書評 
  古橋信孝著『平安京の都市生活と郊外』吉川弘文館

      現在としての郊外                           


 著者は、かつて、南島のフィールドから古層の歌謡を掘り起こすことによって、日本の古代文学研究に斬新な光を当てた。その試みは、見えないわれわれの言語文化の古層に、モデルを構築しながら大胆に踏み込もうとする野心に満ちたものだった。が、最近の氏の探求は、見えない言語文化の古層から、どちらかといえば見える都市の言語文化へとフィールドを移ししつつある。個人的には、残念な気もしているのだが、しかし、そのような視点の移動はとてもわかる気がする。見えない古層への踏み込みには普遍的なモデル(氏自身の日本古代に対する世界観)の構築が不可避だが、今、氏は、そのモデル自体の歴史的現実への妥当性を確かめたいと考え、それ以上に、モデルを介した世界への間接的把握に飽きたらず、手触りのごとき確かさで感じ取ることのできる古代のフィールドを切望しているのだとも思われる。 
 氏が、モデル化した古層の古代から、古代の近代ともいえる都市の文芸的世界へとフィールドを移し(『古代都市の文芸生活』)、さらに、郊外へと視点を移動させたのは、けだし必然だったのだ。この場合、郊外とは、古代の古層と、都市の近代性とが入り交じった、現在的空間ということである。何故なら、郊外とは、都市でもなく、異郷でもなく、それら両方を含み込んだ流動性そのものであるからだ。固定した空間ではないという意味で、未来や過去への幻想を持たない。そういう意味で郊外は常に現在的なのだ。氏は、古代というフィールドの中で、古層から近代へ、そして現在(現代)へと視点を移動してきたのである。手触りの実感は、まさに、古層のモデルにも都市の近代にもなく、郊外という現在的空間にある。現代においてもまた郊外論が盛んであるが、それは、現代社会もまた過去も未来も見えない流動的な世界であるとの認識が強いからだ。その意味では、氏の平安京の郊外論は、現代の不安定な社会の写し絵である郊外論と呼応するものである。

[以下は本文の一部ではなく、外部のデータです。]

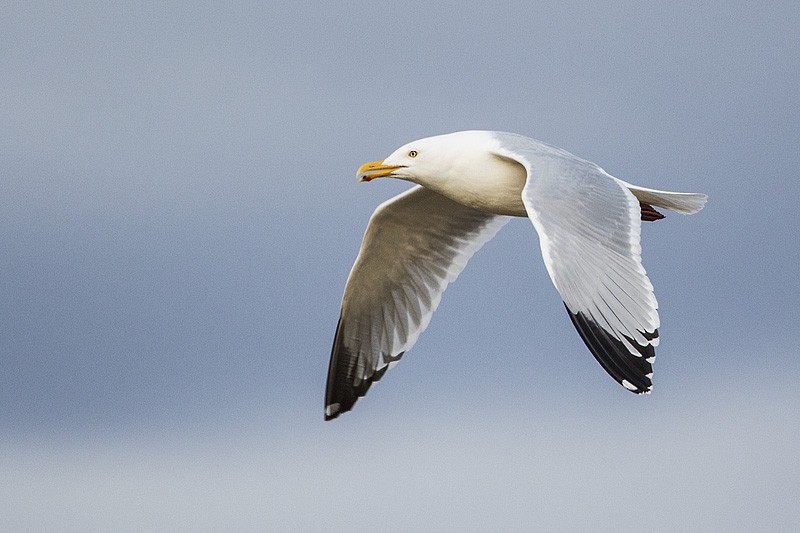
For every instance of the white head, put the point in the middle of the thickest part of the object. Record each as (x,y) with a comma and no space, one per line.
(434,158)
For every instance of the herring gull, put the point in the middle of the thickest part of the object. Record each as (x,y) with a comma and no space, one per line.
(467,186)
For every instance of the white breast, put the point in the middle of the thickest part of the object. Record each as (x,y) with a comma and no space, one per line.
(489,183)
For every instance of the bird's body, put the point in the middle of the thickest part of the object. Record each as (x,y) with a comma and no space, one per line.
(469,183)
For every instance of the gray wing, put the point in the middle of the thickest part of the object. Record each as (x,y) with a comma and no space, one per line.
(415,245)
(589,229)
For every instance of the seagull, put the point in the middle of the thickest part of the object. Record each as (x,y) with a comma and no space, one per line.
(468,185)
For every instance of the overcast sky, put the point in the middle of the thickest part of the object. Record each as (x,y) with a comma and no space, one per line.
(179,213)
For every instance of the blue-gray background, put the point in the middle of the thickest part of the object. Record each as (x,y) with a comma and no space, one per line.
(178,215)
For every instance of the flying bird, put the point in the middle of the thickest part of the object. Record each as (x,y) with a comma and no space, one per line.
(467,186)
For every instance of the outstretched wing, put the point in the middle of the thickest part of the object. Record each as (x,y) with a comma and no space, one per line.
(589,228)
(415,245)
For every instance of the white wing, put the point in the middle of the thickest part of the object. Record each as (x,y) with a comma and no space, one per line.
(415,245)
(589,227)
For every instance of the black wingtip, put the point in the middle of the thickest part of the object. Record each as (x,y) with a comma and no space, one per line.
(341,393)
(632,371)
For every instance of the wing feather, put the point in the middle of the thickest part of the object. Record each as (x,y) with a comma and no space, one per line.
(415,245)
(589,230)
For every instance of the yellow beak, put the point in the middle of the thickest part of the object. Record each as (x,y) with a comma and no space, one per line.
(375,169)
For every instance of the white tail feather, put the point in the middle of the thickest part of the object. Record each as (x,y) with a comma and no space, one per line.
(686,203)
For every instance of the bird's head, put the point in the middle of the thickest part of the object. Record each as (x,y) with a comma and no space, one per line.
(432,158)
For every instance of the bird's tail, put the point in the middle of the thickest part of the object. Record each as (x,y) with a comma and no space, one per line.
(686,203)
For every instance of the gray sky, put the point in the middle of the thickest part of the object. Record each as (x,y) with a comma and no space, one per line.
(178,215)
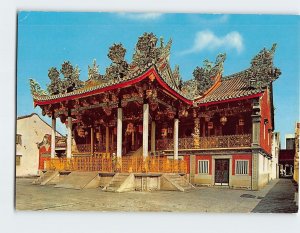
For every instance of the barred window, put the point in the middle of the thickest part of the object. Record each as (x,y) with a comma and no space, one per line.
(18,160)
(242,167)
(19,139)
(203,167)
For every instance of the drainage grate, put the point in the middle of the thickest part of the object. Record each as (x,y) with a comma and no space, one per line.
(247,196)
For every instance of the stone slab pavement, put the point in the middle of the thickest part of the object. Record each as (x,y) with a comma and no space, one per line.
(202,199)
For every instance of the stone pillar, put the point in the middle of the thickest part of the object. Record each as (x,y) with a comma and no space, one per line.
(112,139)
(53,129)
(69,138)
(119,133)
(192,168)
(92,140)
(153,129)
(196,133)
(106,139)
(256,118)
(145,129)
(176,124)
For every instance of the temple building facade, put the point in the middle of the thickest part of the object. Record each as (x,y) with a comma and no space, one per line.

 郊外を、現在的なものと解するなら、郊外はまさに不安定で絶えず変容への予感を感じさせる空間ということになる。本書は、そのような不安定な郊外の手触りをよく伝えている。郊外を都市と異郷との境界空間であるというようにモデル化し、そのモデルを実証していくという歴史学的な方法をとらずに、現在としての郊外のその幻想性や表情への感触をできるだけ再現しようとする手法をとったことが、本書をおもしろくしている。たとえばそれは、「御霊を鎮める場所」「郊外の怪異」などの章によくあらわれている。これらの章を読むと、郊外とは、実体の空間である以上に、幻想の空間であることがよくわかる。
 都市論として、日本の都市が最初から郊外を含み込んで成立し、そこが城壁を持つ西洋の都市と違うところだと、氏は日本の郊外の特徴を述べるが、そのことは、最初から、郊外は幻想の空間として都市そのものを覆っていたということであり、都市の無意識として機能していたということである。とすれば、それは歴史学的に実証することは不可能な空間である。氏は、「郊外をより具体的に明らかにできるのは歴史学」だと述べているが、実は、本書の意義は、歴史学では明らかにできない郊外を掘り起こしたことにあるだろう。平安京の郊外は、現代の郊外がイギリスの「田園都市」という幻想によって開発されながら、いつのまにか無記名の得体の知れない人間の住む幻想空間であるイメージを先行させていることとやはり呼応するのだ。平安京もまた、都市の無意識が抱え込む不安を郊外という空間において現実化していたということだ。平安京の郊外もまたわれわれにとっての現在的な空間であるということを示した本書の意義は大きいといえるだろう。